The new year is off to a less than joyful start on Wall Street, which followed the rest of the globe in embracing an equities rout fueled by fears about what’s ahead for the world economy.
“All the fears of the year ahead are on display today,” said Jim Russell, vice president and portfolio manager at Bahl & Gaynor. “We’re hopeful that one day does not a trend make.”
Still, Russell does think U.S. equities are in for a wild ride in 2016, predicting that they will end the year not far from where they began. And unlike during the six-year bull market that followed the housing crash, the Federal Reserve is unlikely to engage in another massive round of bond purchases to stimulate economic growth and push up stock prices, the strategist added of his expectation that markets will remain volatile.
The main culprit is nothing new, with China’s slowing growth, which walloped the global economy in 2015, also rearing its head on the first day of trading this year.
“It’s very clear the U.S. markets are taking their cue from a very difficult Chinese equity market overnight, where they had to close the markets because of volatility, which carried over into the European markets and the United States,” Russell said. “Global growth is starting out 2016 with questions marks.”
Emerging markets fell the most since August after data illustrating a slowdown in manufacturing triggered a 7 percent selloff that halted trading in Shanghai. The Stoxx Europe 600 Index lost 2.5 percent, marking its worst beginning to a year ever.
The weak factory numbers from China were joined by another measure indicating the fastest contraction in half a dozen years in U.S. manufacturing.
Coming off losses that had it down more than 400 points, the Dow Jones Industrial Average (DJI) fell 276 points, or 1.6 percent, to 17,149, with the blue-chip index taking its hardest opening day hit in eight years. Financials led the decline on the S&P 500 (SPX), which dropped 31 points, or 1.5 percent, to 2,013. The Nasdaq Composite (COMP) shed 104 points, or 2.1 percent, to 4,903.
The underlying issues that plagued investors for the final three months of 2015 continue in the new year, with reduced demand and a stronger U.S. dollar among the factors keeping a lid on commodity prices.
The benefits of low energy costs and interest rates, combined with a healthy jobs market, has failed to provide as much support to the U.S. economy as some had hoped. Some experts peg lackluster consumer spending over the holiday season to stagnant wages, with average hourly earnings rising just 2.7 percent last year from 2014.
Another trouble spot for the U.S.: shrinking corporate profits. In the final three months of 2015, earnings per share for companies listed on the S&P 500 slid more than 5 percent. That represents the second straight quarter that earnings have fallen, the first back-to-back decline since 2009, according to S&P Capital IQ. Historically, earnings growth has averaged about 8 percent per quarter.

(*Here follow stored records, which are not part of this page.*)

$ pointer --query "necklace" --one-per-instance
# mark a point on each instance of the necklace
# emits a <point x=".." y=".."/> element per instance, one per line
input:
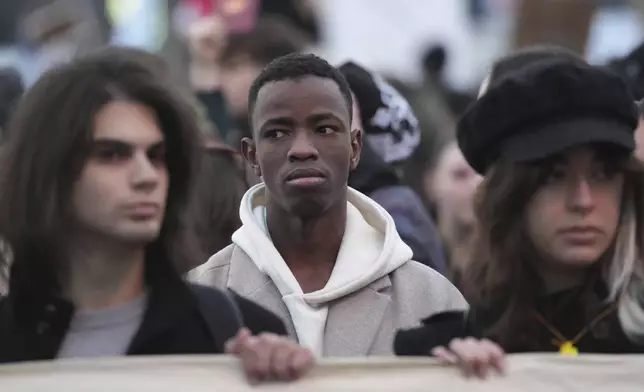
<point x="567" y="346"/>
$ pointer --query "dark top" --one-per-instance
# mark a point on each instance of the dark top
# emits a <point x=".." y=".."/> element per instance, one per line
<point x="179" y="319"/>
<point x="566" y="311"/>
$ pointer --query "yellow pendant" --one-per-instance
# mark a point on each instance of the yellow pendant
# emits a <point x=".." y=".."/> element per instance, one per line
<point x="568" y="348"/>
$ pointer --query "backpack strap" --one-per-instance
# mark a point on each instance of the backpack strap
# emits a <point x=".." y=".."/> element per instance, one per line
<point x="220" y="311"/>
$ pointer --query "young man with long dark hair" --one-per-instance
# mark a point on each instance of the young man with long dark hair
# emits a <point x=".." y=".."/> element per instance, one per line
<point x="95" y="177"/>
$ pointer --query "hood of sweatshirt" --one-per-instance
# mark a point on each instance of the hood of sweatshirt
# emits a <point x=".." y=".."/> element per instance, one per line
<point x="371" y="249"/>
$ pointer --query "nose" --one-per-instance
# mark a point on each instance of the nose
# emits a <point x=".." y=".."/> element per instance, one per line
<point x="302" y="148"/>
<point x="581" y="196"/>
<point x="144" y="175"/>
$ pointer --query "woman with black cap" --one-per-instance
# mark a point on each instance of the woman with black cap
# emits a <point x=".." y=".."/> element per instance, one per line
<point x="558" y="265"/>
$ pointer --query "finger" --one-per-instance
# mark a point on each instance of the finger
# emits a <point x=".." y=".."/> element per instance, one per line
<point x="302" y="361"/>
<point x="444" y="356"/>
<point x="248" y="353"/>
<point x="233" y="345"/>
<point x="281" y="361"/>
<point x="478" y="358"/>
<point x="496" y="355"/>
<point x="458" y="348"/>
<point x="259" y="362"/>
<point x="468" y="354"/>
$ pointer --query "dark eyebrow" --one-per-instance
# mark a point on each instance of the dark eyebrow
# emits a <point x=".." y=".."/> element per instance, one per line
<point x="315" y="118"/>
<point x="279" y="121"/>
<point x="107" y="142"/>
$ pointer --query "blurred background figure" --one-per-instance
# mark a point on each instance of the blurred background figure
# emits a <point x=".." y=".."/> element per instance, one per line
<point x="435" y="54"/>
<point x="11" y="89"/>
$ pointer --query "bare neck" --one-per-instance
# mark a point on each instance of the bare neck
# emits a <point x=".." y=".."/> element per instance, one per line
<point x="309" y="246"/>
<point x="557" y="278"/>
<point x="103" y="276"/>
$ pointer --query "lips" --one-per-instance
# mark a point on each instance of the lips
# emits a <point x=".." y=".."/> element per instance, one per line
<point x="581" y="235"/>
<point x="305" y="177"/>
<point x="143" y="210"/>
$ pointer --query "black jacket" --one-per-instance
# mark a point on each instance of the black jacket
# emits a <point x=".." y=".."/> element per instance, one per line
<point x="567" y="311"/>
<point x="180" y="319"/>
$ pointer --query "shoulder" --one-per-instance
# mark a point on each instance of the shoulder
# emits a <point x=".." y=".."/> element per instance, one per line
<point x="425" y="286"/>
<point x="210" y="272"/>
<point x="258" y="319"/>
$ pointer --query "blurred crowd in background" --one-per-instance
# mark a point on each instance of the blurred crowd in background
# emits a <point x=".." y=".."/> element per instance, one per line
<point x="433" y="52"/>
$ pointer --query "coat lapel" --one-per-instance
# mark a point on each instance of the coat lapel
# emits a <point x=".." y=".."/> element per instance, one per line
<point x="354" y="321"/>
<point x="247" y="280"/>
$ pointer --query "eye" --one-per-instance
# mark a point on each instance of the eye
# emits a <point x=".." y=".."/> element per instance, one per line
<point x="274" y="134"/>
<point x="157" y="155"/>
<point x="556" y="174"/>
<point x="113" y="153"/>
<point x="325" y="130"/>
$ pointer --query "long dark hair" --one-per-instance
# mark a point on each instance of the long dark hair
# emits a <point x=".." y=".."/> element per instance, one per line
<point x="500" y="278"/>
<point x="48" y="144"/>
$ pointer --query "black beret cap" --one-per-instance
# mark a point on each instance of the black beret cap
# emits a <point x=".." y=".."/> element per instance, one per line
<point x="544" y="109"/>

The main factors weighing on corporate profits are an ongoing slump in oil prices, which has slammed the energy sector, and the strength of the U.S. dollar versus other global currencies, which hurts domestic manufacturers by raising the cost of their products overseas.
Investors will get a more definitive read of how corporate America fared at the end of 2015 with the release of quarterly earnings in two weeks, and more importantly, what companies project for the future.
“Our guess is that many will provide a cautious outlook at that time. That’s when we’ll see those numbers come down a bit,” said Russell of consensus estimates that expect earnings to be up 7-to-8 percent in 2016 versus 2015. “We’re starting off 2016 with the earnings picture in question.”